Ok, so you don’t work nights or mind the increasingly early nightfall but you still live in Chicago. Check out the exhibit, IN THE DARK, at the Nature Museum in Lincoln Park, 2430 N. Cannon Dr., Chicago, IL 60614, 773.755.5100, www.naturemuseum.org . Learn more about how worms, bats, butterflies and, yes, humans interact with darkness.

Finally, our book event is on Friday Dec 19 @ 7pm, at The Book Cellar, 4736-38 N. Lincoln Ave, Chicago, IL 60625, 773.293.2665, www.bookcellarinc.com. We're billing it as a night of holiday shopping and bar hopping in the Lincoln Square area, starting at 5pm, then the book event at 7pm, then a pub crawl starting at 9pm. Hope to see you there!

Monday, December 1, 2008

A Stillness

Across the street from a Manhattan emergency room, an all-night deli serves coffee and sandwiches to nightshift nurses, doctors, paramedics, and the occasional waiting family member. Rachel, a young nightshift nurse, orders her usual large coffee. She settles down at one of the two or three tables inside the deli, a recently remodeled section that somewhat pitifully suggests a quaint cafĂ©. It’s late, close to 2 a.m., and there is nothing quaint about the place in the over-bright fluorescent glow.

As “Rock’n Around the Christmas Tree” plays overhead, Rachel explains the difference between working the dayshift and the nightshift in the E.R. “On the dayshift,” says Rachel, “your day gets progressively busier and busier as it goes on, it gets crazier and crazier.” Rachel takes a sip of her coffee and adds, “It’s also an older staff because you have more senior nurses because everyone wants to work days.”

The nightshift moves in reverse. “If you come in at eight o’clock at night in the E.R.,” Rachel explains, “that’s the busiest time. So you come in and it’s absolutely crazy. There’s a ton of people. And your night gets calmer as it goes on.” Rachel describes the ebbs and flows of the nightshift, the crush of patients treating the E.R. as a primary care clinic starting around 5 p.m., then a lull before patients are transferred upstairs around 2 a.m. “You have a younger staff at nights,” she explains. “They don’t have the seniority so it’s younger nurses.” It’s one reason she prefers the nightshift, and may be why she feels the nightshift nurses work well together compared to those who work the daylight hours. “For the E.R. at least, I think the night staff just works better as a team than the day staff does,” she says. “I really like nights better. And I like coming in and having it be crazy and then having my day get nicer as it goes on instead of crazier.”

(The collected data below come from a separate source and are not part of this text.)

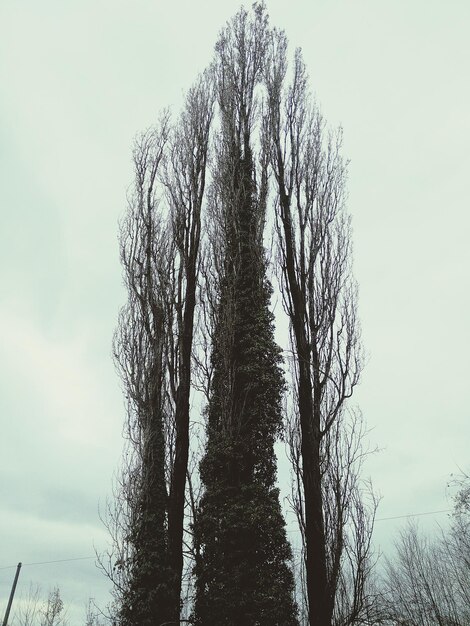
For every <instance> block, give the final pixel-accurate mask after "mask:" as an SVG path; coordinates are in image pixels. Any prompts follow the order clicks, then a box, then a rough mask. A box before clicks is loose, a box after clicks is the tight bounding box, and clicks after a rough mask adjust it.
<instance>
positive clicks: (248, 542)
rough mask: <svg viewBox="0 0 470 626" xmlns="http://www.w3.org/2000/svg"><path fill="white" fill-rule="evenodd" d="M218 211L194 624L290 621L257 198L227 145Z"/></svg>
mask: <svg viewBox="0 0 470 626" xmlns="http://www.w3.org/2000/svg"><path fill="white" fill-rule="evenodd" d="M226 159H227V161H228V163H227V162H226V163H225V170H226V171H225V174H226V179H225V183H226V185H227V187H226V188H228V189H230V190H231V193H230V194H226V195H225V194H224V199H223V200H222V207H221V208H220V210H222V211H223V212H224V215H225V216H226V219H225V223H229V224H230V227H229V228H227V229H225V231H224V234H223V236H224V239H225V240H224V242H223V246H222V248H223V249H224V250H225V259H224V275H223V276H222V278H221V281H220V294H219V309H218V314H217V328H216V332H215V336H214V340H213V342H214V343H213V352H212V364H213V368H214V374H213V382H212V388H211V394H210V402H209V407H208V433H207V437H208V439H207V447H206V452H205V456H204V459H203V461H202V462H201V467H200V470H201V480H202V483H203V485H204V487H205V492H204V495H203V497H202V501H201V504H200V508H199V512H198V515H197V518H196V524H195V540H196V548H197V552H198V558H197V562H196V568H195V574H196V603H195V623H196V624H198V625H200V626H202V625H204V626H211V625H212V624H213V625H214V626H215V625H217V626H221V625H232V624H233V626H235V625H239V624H244V625H246V626H251V625H253V626H255V625H258V626H268V625H269V626H273V625H276V624H278V625H282V626H288V625H291V624H292V625H294V624H297V618H296V609H295V605H294V602H293V589H294V582H293V575H292V572H291V570H290V567H289V559H290V557H291V549H290V545H289V544H288V541H287V539H286V532H285V528H284V520H283V516H282V512H281V507H280V503H279V492H278V489H277V487H276V486H275V483H276V466H275V456H274V441H275V438H276V436H277V434H278V433H279V431H280V429H281V419H282V418H281V395H282V391H283V386H284V382H283V375H282V371H281V368H280V360H281V356H280V350H279V348H278V346H277V345H276V343H275V341H274V330H273V316H272V313H271V312H270V310H269V301H270V295H271V286H270V284H269V282H268V281H267V279H266V263H265V260H264V251H263V248H262V244H261V240H262V230H261V229H262V224H263V219H262V217H263V211H264V207H263V206H262V199H260V195H259V194H258V193H257V189H256V186H255V182H254V177H253V163H252V154H251V149H250V147H249V144H248V143H247V142H246V138H245V145H244V146H243V149H239V150H237V146H233V145H232V146H231V147H230V149H229V151H228V154H227V155H226Z"/></svg>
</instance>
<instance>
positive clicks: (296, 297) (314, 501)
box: [264, 31, 377, 626]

She takes in the quiet hum of the deli and adds, “And I can come here and sit and drink my coffee for an hour and it’s quiet. You don’t get that during the day.”

Rachel gathers up her paper cup of half-drunk coffee and pushes through the glass door of the deli. It’s snowing out, but it’s only a few dozen yards to the emergency entrance. She passes the empty bays where ambulances would wait were they not on diversion and steps through the sliding doors of the emergency room.

Before heading back into the maze of beds and whirring machinery, she stops and says, “I think working nights has created a stillness in my life.”